You can’t go on a road trip anywhere in the United States without seeing a Cracker Barrel sign at least once. It’s the place you can count on for comfort food right off your highway exit.
There’s something for everyone there. Want breakfast for dinner? No problem! Want dinner for lunch? Go ahead and order it.
Cracker Barrel has been in our lives since 1969. It’s become an American icon…a tradition.
There’s someone in the midst though. He’s trying to come in and take over the restaurant chain we’ve grown to love. This person is Sardar Biglari.
For the last two and a half years, he’s tried to convince Cracker Barrel’s board of directors to sell the company. Here’s what he had to say in a recent filing with the SEC:
“We believe Cracker Barrel’s assets would be far more productive under our leadership than in the hands of present leadership. Thus, we are willing to purchase the business because we perceive a significant upside under our management. But other sophisticated buyers also should have the opportunity to bid for the company.”
James W. Bradford, who is the Cracker Barrel Chairman, has and continues to reject Biglari. His latest refute was:
“We are disappointed that Mr. Biglari is seeking to call a special meeting to vote on a proposal requesting that the company commence a sale process, particularly in light of his defeat by substantial margins in three consecutive proxy contests.”
It’s a tug of war between Cracker Barrel and Biglari, and the business model is the rope. Cracker Barrel says its restaurant-plus-retail chain is a good model, while Biglari believes in other ideas.
Biglari may be on to something though.
Healthy Comfort Food?
Any person going to Cracker Barrel knows that he is not going to be getting the healthiest foods on the planet. The bulk of the menu is meat-based dishes and they are anything but lean.
America is turning away from fatty meats, and many are shunning meat altogether. Google searches for the term “vegan” have reportedly risen in popularity all across the country over the last five years. Are more people turning vegan? You bet!
The Business Journal for Meat and Poultry Processors reported the USDA is expecting a decrease in beef consumption in 2014 of about 4.8 percent. The consumption already decreased from 2012 to 2013 by about 1.2 percent.

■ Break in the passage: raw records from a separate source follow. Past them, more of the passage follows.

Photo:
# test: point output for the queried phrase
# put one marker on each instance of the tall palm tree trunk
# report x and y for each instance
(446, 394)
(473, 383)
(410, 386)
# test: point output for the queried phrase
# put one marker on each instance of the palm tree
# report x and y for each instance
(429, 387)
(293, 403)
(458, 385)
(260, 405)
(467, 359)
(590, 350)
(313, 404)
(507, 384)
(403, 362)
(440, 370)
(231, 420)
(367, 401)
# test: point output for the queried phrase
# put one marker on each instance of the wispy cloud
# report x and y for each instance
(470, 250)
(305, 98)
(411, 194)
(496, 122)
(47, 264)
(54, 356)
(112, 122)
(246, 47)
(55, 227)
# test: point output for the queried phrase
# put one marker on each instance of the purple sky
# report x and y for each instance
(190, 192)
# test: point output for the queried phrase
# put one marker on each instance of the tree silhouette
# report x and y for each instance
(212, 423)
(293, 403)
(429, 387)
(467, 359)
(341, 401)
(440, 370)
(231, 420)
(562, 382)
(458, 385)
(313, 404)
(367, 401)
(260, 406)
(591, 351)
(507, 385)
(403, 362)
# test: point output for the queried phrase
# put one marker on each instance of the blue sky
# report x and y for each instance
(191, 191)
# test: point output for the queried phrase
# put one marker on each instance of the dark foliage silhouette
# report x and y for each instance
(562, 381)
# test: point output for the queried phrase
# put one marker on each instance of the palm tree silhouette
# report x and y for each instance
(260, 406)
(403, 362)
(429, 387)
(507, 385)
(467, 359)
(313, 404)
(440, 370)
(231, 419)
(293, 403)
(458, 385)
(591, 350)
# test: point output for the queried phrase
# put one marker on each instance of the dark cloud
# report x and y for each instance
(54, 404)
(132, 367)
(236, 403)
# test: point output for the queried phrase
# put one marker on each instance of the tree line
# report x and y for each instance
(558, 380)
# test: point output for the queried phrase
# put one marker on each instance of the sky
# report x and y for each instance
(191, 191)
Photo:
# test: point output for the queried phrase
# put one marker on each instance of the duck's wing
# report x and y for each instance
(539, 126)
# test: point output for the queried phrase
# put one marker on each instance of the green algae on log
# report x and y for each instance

The USDA also reports that people will 12.2% less meat than in 2007.
The trends are clear: People are interested in pursuing vegan options, and those that aren’t will still eat less meat in 2014. Cracker Barrel, and other meat-heavy comfort food outlets will face depressed demand for nearly all of their dishes.
In August, Cracker Barrel addressed this demand by launching a line of healthier menu options under the moniker “Wholesome Fixin’s.” The menu includes a number of meals with a total calorie count under 600.
The move was meant to entice new customers who would otherwise avoid Cracker Barrel in favor of a less artery-clogging meal.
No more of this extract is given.